Recebidos pelo P. Gael (congolês), fomos informados da Missa às 6h da manhã na Igreja, pelo que dormi muito a correr. O sábado foi de visita a duas das comunidades do interior, percorrendo horas de terra batida lamacenta e pequenos lagos formados pelas chuvas. Estivemos na comunidade interior de Saint Michel, a 20 kms, encontrando o povo e brincando com as inúmeras crianças que faziam corridas com camiões feitos de cascas de bananeira. A pé, pelo meio da uma floresta densa, fomos até ao rochedo onde está uma enorme cruz que se tornou local de peregrinação. Depois, visitamos e confraternizamos com o povo da comunidade de Okari e regressamos a casa, após esta manhã de rali nestas periferias onde o desenvolvimento tecnológico teima em chegar.
A Missa de domingo, em português e em kokouya, durou três horas, tudo cantado e dançado. Desde 1937, data da criação desta paróquia dedicada a Santa Teresinha, é assim. No fim, muitas saudações e ofertas de uma comunidade feliz e jovem.
Choveu torrencialmente toda a noite e, às cinco da manhã, já estávamos a caminho de Souanké, a mil kms dali. Paramos na catedral e no paço episcopal de Gamboma e fomos seguindo a estrada, ladeada por pequenas bancas comerciais. Deixamos o Plateau e entramos nas Cuvettes. Passamos Oyo, nas margens do rio Alima, lá onde nasceu o presidente Nguesso e, por isso, tem direito a aeroporto e muitos hotéis e edifícios imponentes. Continuamos na direção de Ouesso, ladeados por fazendas de gado. Fomos controlados em Obouya e almoçamos um peixe-cobra no mercado de Owando.
Atravessamos o equador e marcamos esse momento com fotos no monumento de Makoua, nas margens do rio Likouala.
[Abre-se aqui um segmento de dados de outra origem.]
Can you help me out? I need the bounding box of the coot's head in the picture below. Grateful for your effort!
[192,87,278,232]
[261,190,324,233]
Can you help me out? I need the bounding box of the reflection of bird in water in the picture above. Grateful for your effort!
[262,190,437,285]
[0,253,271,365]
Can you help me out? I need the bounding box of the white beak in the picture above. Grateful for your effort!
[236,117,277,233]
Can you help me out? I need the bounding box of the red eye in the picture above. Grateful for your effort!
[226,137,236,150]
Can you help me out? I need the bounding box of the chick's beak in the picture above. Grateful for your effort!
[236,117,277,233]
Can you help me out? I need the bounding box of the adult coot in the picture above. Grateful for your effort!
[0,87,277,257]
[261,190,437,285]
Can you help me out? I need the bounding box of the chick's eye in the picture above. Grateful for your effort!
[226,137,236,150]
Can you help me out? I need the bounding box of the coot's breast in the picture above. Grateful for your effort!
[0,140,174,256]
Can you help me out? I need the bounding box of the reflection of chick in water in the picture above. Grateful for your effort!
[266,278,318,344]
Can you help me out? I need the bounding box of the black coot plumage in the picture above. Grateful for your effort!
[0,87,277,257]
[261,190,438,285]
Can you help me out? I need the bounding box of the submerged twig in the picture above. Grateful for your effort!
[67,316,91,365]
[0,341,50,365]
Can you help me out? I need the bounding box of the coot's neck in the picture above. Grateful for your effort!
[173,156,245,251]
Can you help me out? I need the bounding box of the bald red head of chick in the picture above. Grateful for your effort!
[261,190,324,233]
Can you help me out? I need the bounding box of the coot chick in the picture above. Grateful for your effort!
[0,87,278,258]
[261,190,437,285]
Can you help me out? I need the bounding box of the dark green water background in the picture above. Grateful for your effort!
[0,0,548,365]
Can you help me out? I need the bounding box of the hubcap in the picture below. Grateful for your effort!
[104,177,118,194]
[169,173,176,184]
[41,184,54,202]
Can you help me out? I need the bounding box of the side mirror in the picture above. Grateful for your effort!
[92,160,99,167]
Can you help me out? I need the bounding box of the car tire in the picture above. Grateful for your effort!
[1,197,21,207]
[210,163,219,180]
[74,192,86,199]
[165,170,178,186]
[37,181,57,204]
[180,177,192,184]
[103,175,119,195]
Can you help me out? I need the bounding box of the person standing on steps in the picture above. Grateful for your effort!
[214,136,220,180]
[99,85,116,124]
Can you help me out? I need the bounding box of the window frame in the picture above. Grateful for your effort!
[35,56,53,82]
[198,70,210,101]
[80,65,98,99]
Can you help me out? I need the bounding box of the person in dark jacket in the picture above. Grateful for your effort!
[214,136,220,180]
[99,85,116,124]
Depois de kms de savana, entramos numa área de floresta equatorial que nos enche os olhos de imponência e de verde, mas também nos obriga a passar por muitos camiões carregados de madeira. Tínhamos 811 kms feitos quando chegamos ao controlo de Keta, antes de Ouesso e tomamos a direção da fronteira dos Camarões, porque o nosso destino era Suonke, a 260 kms, lá onde os Espiritanos chegaram em 1954. Ali paramos era meia noite, após quase 20h de estrada! A exaustão do caminho (e duas grandes avarias no jipe!) não nos tirou a alegria da festa da chegada nem o reconforto de um banho e de um sono que duraria apenas 5h, pois a missa na paróquia foi às seis! Aqui, fala-se o Bakwele e o Nzieme, mas a língua litúrgica é o lingala.
Visitamos comunidades originárias e estes encontros foram momentos de muita alegria e missão. O jipe despediu-se de nós e rumamos a Ouesso para fazer, de autocarro, uma longuíssima viagem até Enyelle, para visitarmos a missão desafiante que ali acontece. Depois, há que pensar em quase dois dias para regressar, em autocarro, a Brazzaville… Sobre tudo o que se passou em Suonke e Enyelle, vou contar na próxima crónica. A Missão não pára….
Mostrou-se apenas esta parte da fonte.